Initialize module only upon first input? (coding best practices)

lack · July 1, 2018, 6:29pm

This question is about best practices for designing subclasses of nn.Module. I am trying to decrease unnecessary coupling in my code.

For example, say my network has a Conv2d layer and a Linear layer. The hyperparameters are: size of input image, number of conv. channels, kernel size, stride, number of FC layers. When building the model, I need to know the input size to the Linear layer in advance (as described in this answer). The arguments I must pass to initialize the Linear layer are coupled to other hyperparameters: whenever I change some hyperparameters of layers earlier in the chain(for example, image size or stride) I have to (or my code has to) recalculate the value. Presumably this is why there is demand for a Utility function for calculating the shape of a conv output. Conversely, the arguments needed to initialize a Conv2d layer are not coupled to hyperparameters earlier in the chain.

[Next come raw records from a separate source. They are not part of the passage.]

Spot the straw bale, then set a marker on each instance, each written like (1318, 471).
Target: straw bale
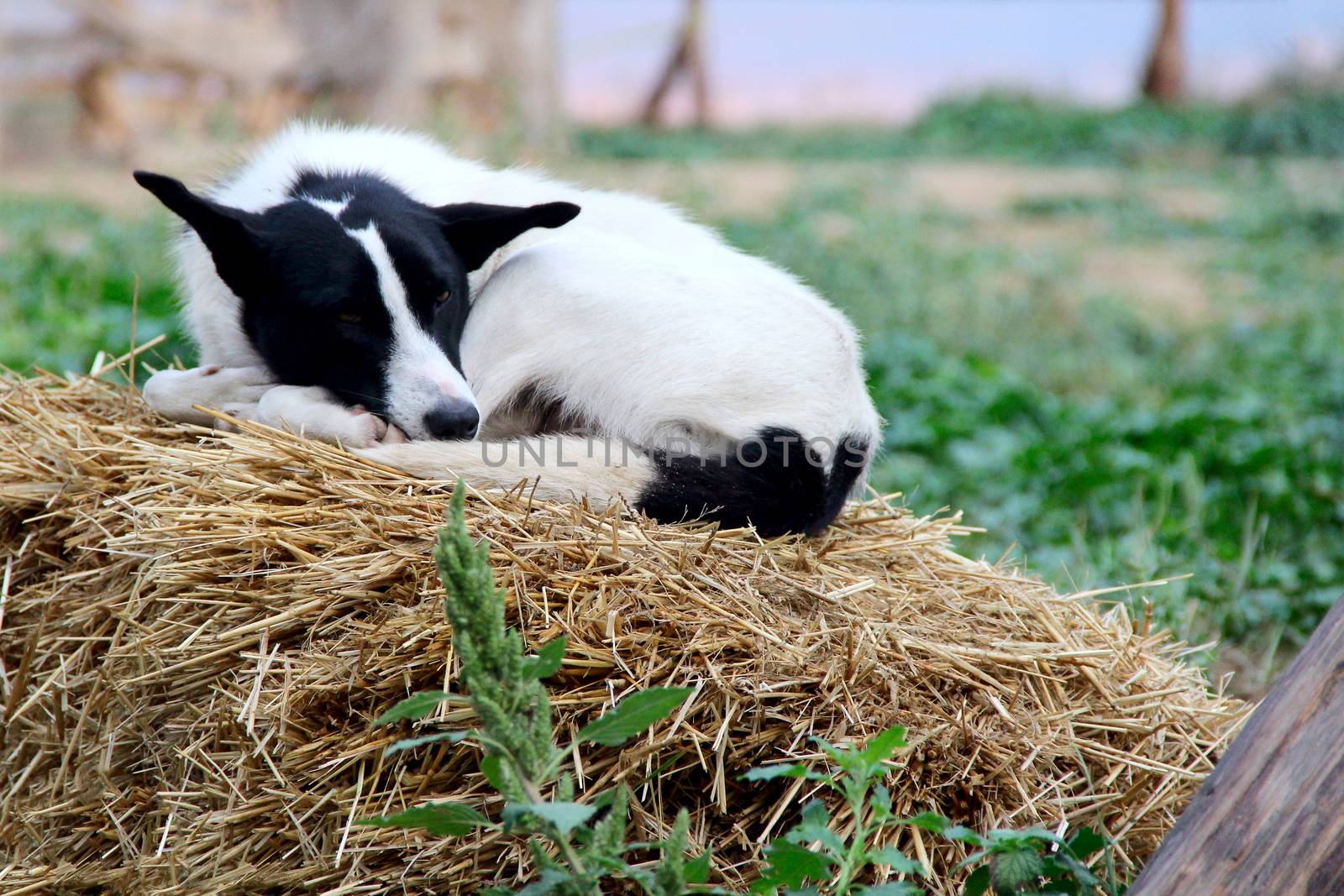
(198, 629)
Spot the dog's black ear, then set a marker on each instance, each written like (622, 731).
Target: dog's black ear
(228, 233)
(476, 230)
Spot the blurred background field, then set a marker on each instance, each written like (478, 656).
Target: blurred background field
(1108, 327)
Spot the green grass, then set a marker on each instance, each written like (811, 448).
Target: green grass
(1097, 441)
(1108, 445)
(69, 280)
(1016, 127)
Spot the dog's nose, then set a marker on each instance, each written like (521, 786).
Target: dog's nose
(452, 419)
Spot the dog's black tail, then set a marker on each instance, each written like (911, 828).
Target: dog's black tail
(776, 481)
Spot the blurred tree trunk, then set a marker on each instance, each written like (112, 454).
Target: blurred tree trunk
(687, 58)
(1164, 76)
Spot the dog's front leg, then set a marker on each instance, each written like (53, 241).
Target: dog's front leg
(315, 412)
(233, 390)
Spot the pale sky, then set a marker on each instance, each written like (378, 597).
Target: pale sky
(886, 60)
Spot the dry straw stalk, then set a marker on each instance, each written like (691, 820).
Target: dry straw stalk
(197, 631)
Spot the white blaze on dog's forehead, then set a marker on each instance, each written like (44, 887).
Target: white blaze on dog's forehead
(418, 374)
(329, 206)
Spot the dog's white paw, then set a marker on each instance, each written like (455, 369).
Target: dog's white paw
(365, 429)
(174, 392)
(244, 412)
(312, 412)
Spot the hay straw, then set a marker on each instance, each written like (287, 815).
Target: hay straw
(197, 631)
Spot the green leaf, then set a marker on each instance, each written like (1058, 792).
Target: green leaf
(548, 660)
(566, 817)
(979, 883)
(1068, 864)
(927, 821)
(880, 802)
(792, 864)
(427, 739)
(1085, 842)
(698, 869)
(898, 862)
(1018, 869)
(494, 770)
(816, 828)
(964, 835)
(890, 888)
(414, 707)
(633, 715)
(885, 745)
(769, 773)
(441, 820)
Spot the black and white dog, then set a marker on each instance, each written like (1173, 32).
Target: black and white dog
(367, 288)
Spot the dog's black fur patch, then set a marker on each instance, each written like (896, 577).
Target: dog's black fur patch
(773, 481)
(312, 305)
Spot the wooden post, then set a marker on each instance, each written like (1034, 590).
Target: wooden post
(687, 56)
(1270, 819)
(1164, 76)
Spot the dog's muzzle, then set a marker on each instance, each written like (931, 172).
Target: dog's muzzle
(452, 419)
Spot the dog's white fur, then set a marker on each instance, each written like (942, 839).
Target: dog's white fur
(648, 327)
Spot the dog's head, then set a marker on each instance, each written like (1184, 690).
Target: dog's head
(355, 286)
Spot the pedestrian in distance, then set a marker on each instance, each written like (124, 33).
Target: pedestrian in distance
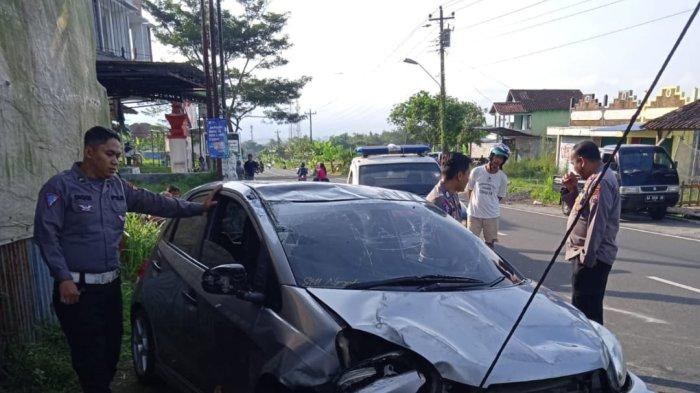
(454, 176)
(487, 187)
(249, 168)
(78, 225)
(321, 173)
(239, 170)
(302, 172)
(592, 246)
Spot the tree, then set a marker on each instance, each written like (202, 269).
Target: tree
(252, 42)
(418, 117)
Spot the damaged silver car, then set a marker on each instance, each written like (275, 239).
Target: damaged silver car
(318, 287)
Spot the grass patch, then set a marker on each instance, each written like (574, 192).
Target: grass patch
(534, 177)
(45, 365)
(187, 183)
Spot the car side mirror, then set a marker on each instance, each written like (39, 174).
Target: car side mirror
(225, 279)
(230, 279)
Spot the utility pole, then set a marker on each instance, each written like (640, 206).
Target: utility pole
(214, 76)
(444, 40)
(206, 43)
(311, 125)
(205, 57)
(222, 64)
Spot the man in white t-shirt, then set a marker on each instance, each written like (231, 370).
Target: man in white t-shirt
(487, 186)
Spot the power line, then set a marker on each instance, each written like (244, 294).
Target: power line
(466, 6)
(553, 11)
(501, 16)
(557, 19)
(585, 39)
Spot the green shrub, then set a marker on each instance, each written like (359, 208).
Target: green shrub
(42, 366)
(532, 167)
(140, 236)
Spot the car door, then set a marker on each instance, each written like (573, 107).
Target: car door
(227, 321)
(183, 349)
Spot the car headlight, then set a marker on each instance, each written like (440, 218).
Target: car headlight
(617, 371)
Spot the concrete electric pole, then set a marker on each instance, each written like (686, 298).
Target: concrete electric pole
(311, 125)
(444, 40)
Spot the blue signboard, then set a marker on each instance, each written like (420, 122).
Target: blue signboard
(217, 138)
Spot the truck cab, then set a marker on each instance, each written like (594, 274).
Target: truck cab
(396, 167)
(647, 176)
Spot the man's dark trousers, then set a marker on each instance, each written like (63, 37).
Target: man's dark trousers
(93, 328)
(588, 288)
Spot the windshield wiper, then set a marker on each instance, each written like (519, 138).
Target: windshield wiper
(414, 281)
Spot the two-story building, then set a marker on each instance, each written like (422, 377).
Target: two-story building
(605, 123)
(126, 69)
(521, 121)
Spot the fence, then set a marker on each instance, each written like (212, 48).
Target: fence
(25, 293)
(690, 194)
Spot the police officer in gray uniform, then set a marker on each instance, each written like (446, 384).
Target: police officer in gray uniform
(78, 226)
(592, 247)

As a way of reducing coupling when writing custom modules, is it acceptable to move some initialization code from __init__() to forward()? forward() would then look like the pseudocode below.

def forward(self, x):
    if not self.initialized:
        # Initialize inner modules somehow using the input size
        self.weights = nn.Parameter(torch.randn(..., x.size(2), x.size(3), ...))
        self.initialized = True

    # Go on to usual forward() function
    ...

What would be the drawbacks of this approach? Are there other approaches to reducing coupling?

ptrblck · July 1, 2018, 6:47pm

One shortcoming I can think about is that you would need a random forwardpass to create the state_dict in order to pass it to the optimizer.

Also the same would apply it you save the trained state_dict, create the model in another script and try to load the state_dict.
Your model would be empty until you run a pseudo-forwardpass.

I don’t really like the idea. You could evade this by calling the forward in the __init__ method, but that would obviously make your approach useless, since you need to know the shape.

lack · July 2, 2018, 9:28pm

Thanks @ptrblck for pointing out that shortcoming. There might be some way to work around it by modifying load_state_dict or using placeholder values, but I suppose it will always be better to have __init__ actually initialize the module, not least because that’s what everyone expects.

Do you know of any commonly-used approaches to simplify (or make more readable) model-building code? I’m now thinking of something like a helper method which returns the output size of forward given an input size.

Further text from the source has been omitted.